Also note that the input capacitance ESR is effectively in series with the input and hence contributes to efficiency losses related to IRMS2 * ESR of the input capacitor.
MOSFET Selection
The ZXRD1000 family can be configured in circuits where either N or P channel MOSFETs are employed as the main switch. If an N channel device is used, the corresponding N phase controller must be chosen. Similarly, for P channel main switch a P phase controller must be used. The ordering information has a clear identifier to distinguish between N and P phase controllers.
The MOSFET selection is subject to thermal and gate drive considerations.

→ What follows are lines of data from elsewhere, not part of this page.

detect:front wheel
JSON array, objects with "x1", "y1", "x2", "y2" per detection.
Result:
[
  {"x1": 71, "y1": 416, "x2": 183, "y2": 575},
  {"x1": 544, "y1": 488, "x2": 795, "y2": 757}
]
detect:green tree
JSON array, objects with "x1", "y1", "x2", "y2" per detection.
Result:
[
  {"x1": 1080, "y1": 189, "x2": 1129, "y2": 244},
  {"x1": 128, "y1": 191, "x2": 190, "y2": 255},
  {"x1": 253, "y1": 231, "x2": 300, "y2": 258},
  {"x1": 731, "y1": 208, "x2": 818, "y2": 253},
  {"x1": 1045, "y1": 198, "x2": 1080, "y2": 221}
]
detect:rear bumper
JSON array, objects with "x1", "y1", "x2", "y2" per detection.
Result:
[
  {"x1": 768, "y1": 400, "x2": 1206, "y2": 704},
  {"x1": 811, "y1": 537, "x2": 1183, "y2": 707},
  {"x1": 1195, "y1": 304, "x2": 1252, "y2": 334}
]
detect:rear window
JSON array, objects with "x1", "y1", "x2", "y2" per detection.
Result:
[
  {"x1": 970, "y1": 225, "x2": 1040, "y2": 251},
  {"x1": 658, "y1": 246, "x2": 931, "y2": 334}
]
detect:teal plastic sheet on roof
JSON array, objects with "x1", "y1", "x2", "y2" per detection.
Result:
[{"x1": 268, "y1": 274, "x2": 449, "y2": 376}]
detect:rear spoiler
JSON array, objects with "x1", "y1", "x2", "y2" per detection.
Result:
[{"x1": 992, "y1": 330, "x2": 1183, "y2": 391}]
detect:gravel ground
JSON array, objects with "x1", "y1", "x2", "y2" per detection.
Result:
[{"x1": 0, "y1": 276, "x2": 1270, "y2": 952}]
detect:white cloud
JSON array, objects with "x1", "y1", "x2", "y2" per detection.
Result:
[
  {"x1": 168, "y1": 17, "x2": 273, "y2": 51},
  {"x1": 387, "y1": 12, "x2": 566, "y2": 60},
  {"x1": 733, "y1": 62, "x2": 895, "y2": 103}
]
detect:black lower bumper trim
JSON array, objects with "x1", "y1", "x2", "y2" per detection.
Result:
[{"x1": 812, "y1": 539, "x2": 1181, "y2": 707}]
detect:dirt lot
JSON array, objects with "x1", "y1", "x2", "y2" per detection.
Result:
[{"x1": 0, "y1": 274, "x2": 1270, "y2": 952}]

Care also has to be taken to allow for transition losses at high input voltages as well as RDS(ON) losses for the main MOSFET . It is recommended that a device with a drain source breakdown of at least 1.2 times the maximum VIN should be used.
For optimum efficiency , two N channel low RDS(on) devices are required. MOSFETs should be selected with the lowest RDS(ON) consistent with the output current required. As a guide, for 3-4A output, <50mΩ devices would be optimum, provided the devices are low gate threshold and low gate charge. Typically look for devices that will be fully enhanced with 2.7V VGS for 4-5A capability.
Zetex offers a range of low RDS(ON)logic level MOSFETs which are specifically designed with DC-DC power conversion in mind. Packaging includes SOT23, SOT23-6 and MSOP8 options. Ideal examples of optimum devices would be Zetex ZXM64N03X and ZXM64N02X (N channel). Contact your local Zetex office or Zetex web page for further information.
ISSUE 4 - OCTOBER 2000 |
7 |
ZXRD1000 SERIES
Applications (continued)
Inductor Selection
The inductor is one of the most critical components in the DC-DC circuit.There are numerous types of devices available from many suppliers. Zetex has opted to specify off the shelf encapsulated surface mount components, as these represent the best compromise in terms of cost, size, performance and shielding.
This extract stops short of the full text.